Phil Wells, MD, MSc, FRCPC

pwells@ottawahospital.on.ca


Improving Diagnosis and Treatment of Venous Thrombosis

A blood clot in the leg or lung, or venous thrombosis, is nothing to fool around with. In fact, most blood clots are potentially fatal. Therefore, physicians whose patients might have clots may overtest for them, in order to be absolutely certain before they rule clots out. Obviously, we want our doctors to be this conscientious. But overtesting can be inconvenient for the patient and invasive, in the case of lung clots and it's expensive as well. Therefore, Dr. Philip Wells is working to develop ways to safely reduce unnecessary testing.

In one project, Dr. Wells has developed prediction rules to facilitate the process of diagnosis. These rules can help identify both correct and incorrect results from some diagnostic tests. For example, when ultrasound is used to produce an image of the veins of the leg, a false positive can result in other words, the test may sometimes yield an image of a clot that is not actually there. In this case, if the prediction rules indicate that this particular patient is unlikely to have a clot, the ultrasound's positive result may be false. Similarly, if the ultrasound is negative, but the prediction rules indicate a high probability of a clot, the ultrasound's negative result may be false as well. In either situation, when the prediction rules contradict the diagnostic results, the physician will undertake further diagnostic tests.

Dr. Wells has proven that his prediction rules work, and is now trying to improve their use by combining them with another diagnostic test for venous thrombosis. This second test is based on the fact that the body releases a product known as D-dimer into the bloodstream when a clot forms. Therefore, a patient with no D-dimer in his or her blood probably does not have a clot. Dr. Wells and his team hope that by combining the prediction rules with the D-dimer test, they can reduce the need for ultrasound, which is more cumbersome, more expensive, and more time-consuming to use. In a trial currently under way, Dr. Wells and his team are testing a practice of not sending patients for ultrasound when the prediction rules suggest clots are unlikely and the D-dimer test is negative.

Using a separate set of tests, Dr. Wells and his team are investigating a similar strategy for patients with pulmonary embolism. In both cases, the prediction rules incorporate known risk factors for clotting, specific symptoms and signs that could be caused by a clot, and whether or not there's a likely alternative cause for the symptoms. These ventures also aim to help emergency departments decide what to do at night, when they don't have access to ultrasound.

Some of Dr. Wells's other projects are designed to evaluate the treatments that are prescribed to patients, once a diagnosis has been made. One substance under investigation is a relatively new product, a low-molecular weight heparin, which is now making it possible to treat patients for clots at home. A number of similar products are available, and are also in use for other disorders, such as unstable angina and stroke. However, no one has compared these products to each other. Dr. Wells and his team have therefore set out to determine whether they differ from each other in their safety and effectiveness as a treatment for venous thrombosis. Any differences that may be found may also apply to the other, more common disorders for which these pharmaceuticals are prescribed. About 1,000 patients will be enrolled in this random trial, and followed for about three months to determine which group has a higher rate of complications such as bleeding.

Dr. Wells is also collaborating with a number of other centers on several other studies. One of these will determine the optimal duration of treatment with oral anticoagulants like warfarin or low-molecular weight products. In this randomized trial, treatment over a period of two years is being compared with a three-month treatment period. Another trial involves pregnant women who have had a previous blood clot. Interestingly, it is not known whether or not women in this situation are at risk for a new clot. Dr. Wells and his collaborators have designed a cohort study to confirm or refute the impression given by existing literature that these women are not at risk.

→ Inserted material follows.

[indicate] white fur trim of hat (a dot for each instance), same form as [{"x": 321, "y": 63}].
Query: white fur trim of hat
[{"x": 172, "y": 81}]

In a third project, the use of low-molecular weight heparin is being evaluated in two separate dosage amounts and compared with aspirin to determine whether it might provide better outcomes for stroke victims, as far as continuing disability is concerned.

Dr. Wells has also begun constructing an internet site designed to help community physicians with decision analysis through the incorporation of clinical models and treatment algorithms developed at the Loeb. This site will be an efficient and effective way to disseminate Loeb research and put it into practice.

In yet another project, Dr. Wells is working with a radiologist Dr. Steve Millward at the Civic Hospital to evaluate a new type of inferior vena cava filter. This is a cone-shaped device that is inserted into a patient's vena cava (the primary blood vessel that returns blood to the heart) if he or she is are at risk of having a blood clot travel to the lungs, but for some reason like a tendency toward bleeding cannot take blood thinners. In the past, the only such filter was permanent. In a limited test, Drs. Wells and Millward will investigate the safety and effectiveness of this new filter, which can be removed in ten days.

Cost-reductions are only one element among the many investigated by Dr. Wells, whose focus is on patient safety, comfort, and outcome. But when improving patient care simultaneously reduces costs, everyone benefits. It is through work like his that more medical win-wins will be achieved, combining lower pricetags with superior patient care.